Habib Metropolitan Bank Limited (HMB) reported a marginal increase of 0.36% in its profit after tax for the half-year ended June 30, 2025, amounting to Rs12.01 billion, compared to Rs11.96 billion in the same period last year.
The bank declared an interim cash dividend of Rs2.5 per share, maintaining its previous payout rate. The basic and diluted earnings per share (EPS) slightly decreased by 0.09% to Rs11.11, down from Rs11.12 in FY24. Following the announcement, the bank’s share price has fallen by over Rs 4.3 (3.7%).

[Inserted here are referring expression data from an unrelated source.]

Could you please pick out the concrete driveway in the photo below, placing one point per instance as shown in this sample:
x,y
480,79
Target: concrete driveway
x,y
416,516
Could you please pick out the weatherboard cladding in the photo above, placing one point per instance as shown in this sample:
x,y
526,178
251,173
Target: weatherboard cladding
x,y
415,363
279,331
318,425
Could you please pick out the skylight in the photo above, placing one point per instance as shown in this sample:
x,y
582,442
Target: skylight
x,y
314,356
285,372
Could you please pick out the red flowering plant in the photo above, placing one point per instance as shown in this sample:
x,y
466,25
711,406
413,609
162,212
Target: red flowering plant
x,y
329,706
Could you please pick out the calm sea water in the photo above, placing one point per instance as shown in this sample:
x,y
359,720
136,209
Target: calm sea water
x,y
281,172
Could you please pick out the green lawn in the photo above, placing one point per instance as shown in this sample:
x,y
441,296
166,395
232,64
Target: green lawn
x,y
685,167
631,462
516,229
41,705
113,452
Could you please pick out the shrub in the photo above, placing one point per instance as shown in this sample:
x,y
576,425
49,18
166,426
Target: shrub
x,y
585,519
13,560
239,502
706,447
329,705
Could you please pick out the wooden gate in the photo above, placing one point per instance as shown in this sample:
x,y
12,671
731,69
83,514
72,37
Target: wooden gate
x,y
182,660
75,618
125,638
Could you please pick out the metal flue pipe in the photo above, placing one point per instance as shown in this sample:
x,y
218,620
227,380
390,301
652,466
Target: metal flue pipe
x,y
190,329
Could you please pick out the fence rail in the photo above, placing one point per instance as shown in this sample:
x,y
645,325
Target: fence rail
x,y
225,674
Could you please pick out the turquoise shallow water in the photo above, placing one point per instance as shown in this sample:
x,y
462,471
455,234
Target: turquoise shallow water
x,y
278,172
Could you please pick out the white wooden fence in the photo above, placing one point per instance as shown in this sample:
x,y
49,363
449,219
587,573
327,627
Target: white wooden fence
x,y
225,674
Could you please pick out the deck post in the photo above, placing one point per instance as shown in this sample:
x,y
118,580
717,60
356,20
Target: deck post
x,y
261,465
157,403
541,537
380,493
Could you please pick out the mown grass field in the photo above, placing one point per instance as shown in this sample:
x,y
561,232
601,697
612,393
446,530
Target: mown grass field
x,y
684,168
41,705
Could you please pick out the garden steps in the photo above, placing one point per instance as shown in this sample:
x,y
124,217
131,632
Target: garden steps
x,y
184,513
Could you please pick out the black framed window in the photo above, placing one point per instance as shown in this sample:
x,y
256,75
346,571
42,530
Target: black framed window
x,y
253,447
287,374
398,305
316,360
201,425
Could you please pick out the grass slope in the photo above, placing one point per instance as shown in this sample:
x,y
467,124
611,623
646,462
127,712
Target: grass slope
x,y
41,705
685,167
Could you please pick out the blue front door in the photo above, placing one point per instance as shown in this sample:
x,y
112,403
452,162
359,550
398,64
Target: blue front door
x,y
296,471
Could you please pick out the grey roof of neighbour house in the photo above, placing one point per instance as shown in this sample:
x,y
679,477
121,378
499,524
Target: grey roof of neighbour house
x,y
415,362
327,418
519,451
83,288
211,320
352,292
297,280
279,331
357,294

Opening today at Rs 117, at the end of the trading session, the HMB stock was trading at around Rs 112.17.
HMB’s net mark-up/interest income grew by 11.88%, reaching Rs36.03 billion, driven by a reduction in mark-up/interest expense, which fell by 47.21%. Non-mark-up/interest income also showed growth, increasing by 24.04% to Rs11.73 billion, primarily supported by a 102.27% rise in gains on securities and a 22.52% increase in foreign exchange income.
Operating expenses rose by 23.07% to Rs19.89 billion, while credit loss allowance declined by 45.74%, resulting in a 13.24% increase in profit before taxation to Rs25.93 billion. Taxation grew by 27.32% to Rs13.92 billion.
The bank’s overall performance reflects growth in key revenue segments, particularly non-mark-up income, despite challenges in mark-up/interest income.